Forget, at least for a second, oily taquitos or the wet paper of a drive-thru egg burrito. The clean white cheese at Zaguán tastes so far from heavy that you’ll feel gravity-less. It’s a pasteurized queso blanco recipe, and decades ago, Branger’s father co-created it. It’s a family cheese. It melds with ham in a sensational way.

Some of the best dishes in Dallas are this fast and this inexpensive, and frequently overlooked. The pupusas topped with curtido, a pickled cabbage condiment, are cheaper than a fried-chicken sandwich at the Pupuseria Yoselyn in East Dallas. The chili momos at this Texaco gas station are such a delicious steal, you’ll want to apologize for ordering them (critic Brian Reinhart knows the power of a gas station).

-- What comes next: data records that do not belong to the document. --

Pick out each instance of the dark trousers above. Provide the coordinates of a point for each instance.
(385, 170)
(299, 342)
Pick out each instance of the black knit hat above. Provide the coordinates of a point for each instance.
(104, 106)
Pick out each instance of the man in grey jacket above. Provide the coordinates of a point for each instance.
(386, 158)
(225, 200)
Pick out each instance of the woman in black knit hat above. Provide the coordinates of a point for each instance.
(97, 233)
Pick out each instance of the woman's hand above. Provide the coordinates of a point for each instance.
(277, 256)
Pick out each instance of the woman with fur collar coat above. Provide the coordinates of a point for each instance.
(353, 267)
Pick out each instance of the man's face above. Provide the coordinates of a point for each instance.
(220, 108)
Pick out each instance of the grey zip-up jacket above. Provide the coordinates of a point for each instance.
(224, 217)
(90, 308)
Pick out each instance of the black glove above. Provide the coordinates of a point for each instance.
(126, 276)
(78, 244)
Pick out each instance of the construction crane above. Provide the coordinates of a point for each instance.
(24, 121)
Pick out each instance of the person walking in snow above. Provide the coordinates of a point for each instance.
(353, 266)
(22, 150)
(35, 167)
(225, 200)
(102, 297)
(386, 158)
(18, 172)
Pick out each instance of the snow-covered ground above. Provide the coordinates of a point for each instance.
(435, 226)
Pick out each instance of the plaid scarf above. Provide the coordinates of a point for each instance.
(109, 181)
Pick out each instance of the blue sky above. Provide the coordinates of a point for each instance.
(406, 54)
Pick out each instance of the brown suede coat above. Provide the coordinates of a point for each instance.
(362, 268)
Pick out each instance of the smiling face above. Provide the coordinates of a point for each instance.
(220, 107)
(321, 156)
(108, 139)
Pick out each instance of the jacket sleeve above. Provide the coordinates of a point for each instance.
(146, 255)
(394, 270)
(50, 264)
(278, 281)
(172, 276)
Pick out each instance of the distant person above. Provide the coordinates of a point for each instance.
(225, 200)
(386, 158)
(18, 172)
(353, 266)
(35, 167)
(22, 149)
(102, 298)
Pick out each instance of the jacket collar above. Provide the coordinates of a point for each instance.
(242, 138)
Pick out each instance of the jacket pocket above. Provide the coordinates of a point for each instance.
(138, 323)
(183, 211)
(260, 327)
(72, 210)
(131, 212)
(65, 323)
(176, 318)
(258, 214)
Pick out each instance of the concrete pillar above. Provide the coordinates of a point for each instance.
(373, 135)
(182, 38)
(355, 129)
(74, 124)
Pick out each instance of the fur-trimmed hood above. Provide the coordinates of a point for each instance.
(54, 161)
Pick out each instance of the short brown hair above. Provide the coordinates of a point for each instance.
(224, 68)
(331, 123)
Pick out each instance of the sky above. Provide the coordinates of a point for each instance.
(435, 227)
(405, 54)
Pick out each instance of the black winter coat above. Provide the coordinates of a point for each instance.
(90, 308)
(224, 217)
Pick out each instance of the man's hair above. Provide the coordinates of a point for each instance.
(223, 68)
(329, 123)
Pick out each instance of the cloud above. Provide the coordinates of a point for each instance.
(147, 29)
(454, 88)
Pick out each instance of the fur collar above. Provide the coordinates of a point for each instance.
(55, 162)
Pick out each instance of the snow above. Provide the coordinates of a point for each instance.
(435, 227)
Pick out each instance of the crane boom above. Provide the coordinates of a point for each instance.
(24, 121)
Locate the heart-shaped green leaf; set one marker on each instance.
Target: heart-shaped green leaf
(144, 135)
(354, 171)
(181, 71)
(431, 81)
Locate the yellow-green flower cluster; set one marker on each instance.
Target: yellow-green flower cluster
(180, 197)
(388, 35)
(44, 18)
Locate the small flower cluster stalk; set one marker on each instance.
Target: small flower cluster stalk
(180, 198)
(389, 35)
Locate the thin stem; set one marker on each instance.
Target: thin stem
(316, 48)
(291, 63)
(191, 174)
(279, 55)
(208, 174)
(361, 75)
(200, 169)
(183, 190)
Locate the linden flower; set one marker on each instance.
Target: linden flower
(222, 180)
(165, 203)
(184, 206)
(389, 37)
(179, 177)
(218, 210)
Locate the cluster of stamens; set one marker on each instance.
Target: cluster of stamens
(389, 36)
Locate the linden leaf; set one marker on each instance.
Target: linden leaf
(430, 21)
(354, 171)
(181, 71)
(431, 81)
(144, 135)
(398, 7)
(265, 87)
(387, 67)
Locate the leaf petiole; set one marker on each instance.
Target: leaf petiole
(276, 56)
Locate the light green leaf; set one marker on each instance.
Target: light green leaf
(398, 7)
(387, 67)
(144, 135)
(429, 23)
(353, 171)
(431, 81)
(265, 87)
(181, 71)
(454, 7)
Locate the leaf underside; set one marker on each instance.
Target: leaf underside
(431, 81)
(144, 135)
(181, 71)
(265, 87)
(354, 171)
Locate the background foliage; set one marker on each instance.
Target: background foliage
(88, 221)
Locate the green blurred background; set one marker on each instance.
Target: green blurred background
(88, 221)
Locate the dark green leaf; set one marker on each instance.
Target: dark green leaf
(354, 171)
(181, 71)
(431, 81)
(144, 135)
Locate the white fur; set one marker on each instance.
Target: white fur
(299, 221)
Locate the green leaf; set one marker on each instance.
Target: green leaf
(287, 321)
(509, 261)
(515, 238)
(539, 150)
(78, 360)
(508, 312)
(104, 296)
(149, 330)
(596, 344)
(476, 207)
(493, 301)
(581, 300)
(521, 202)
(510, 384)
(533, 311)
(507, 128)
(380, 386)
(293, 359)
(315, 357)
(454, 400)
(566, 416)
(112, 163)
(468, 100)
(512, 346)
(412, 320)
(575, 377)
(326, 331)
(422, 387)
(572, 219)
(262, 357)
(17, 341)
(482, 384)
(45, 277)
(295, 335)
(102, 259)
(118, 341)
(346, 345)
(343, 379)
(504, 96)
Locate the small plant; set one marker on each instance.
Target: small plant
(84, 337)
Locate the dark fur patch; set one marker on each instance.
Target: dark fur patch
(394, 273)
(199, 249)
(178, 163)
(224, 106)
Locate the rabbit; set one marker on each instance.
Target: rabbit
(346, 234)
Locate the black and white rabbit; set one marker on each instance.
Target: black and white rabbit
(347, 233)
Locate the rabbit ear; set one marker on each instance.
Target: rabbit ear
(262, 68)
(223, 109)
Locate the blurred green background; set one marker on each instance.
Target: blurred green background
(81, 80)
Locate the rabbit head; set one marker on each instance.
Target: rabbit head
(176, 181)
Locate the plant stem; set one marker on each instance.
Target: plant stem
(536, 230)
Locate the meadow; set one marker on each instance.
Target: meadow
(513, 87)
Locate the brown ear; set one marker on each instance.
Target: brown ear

Don’t forget this cachito. As quick as you can imagine, the warm roll, crackling as you press into it, is handed over. This is how the best food is delivered. It should be like this as much as possible: Fresh-baked and immediate, as close as it can be to the moment the hands that made it.

Zaguán Latin Cafe and Bakery, 2604 Oak Lawn Ave. Open 7:30 a.m. to 8 p.m. Sunday through Wednesday 7:30 a.m. to 10:30 p.m. Thursday through Saturday.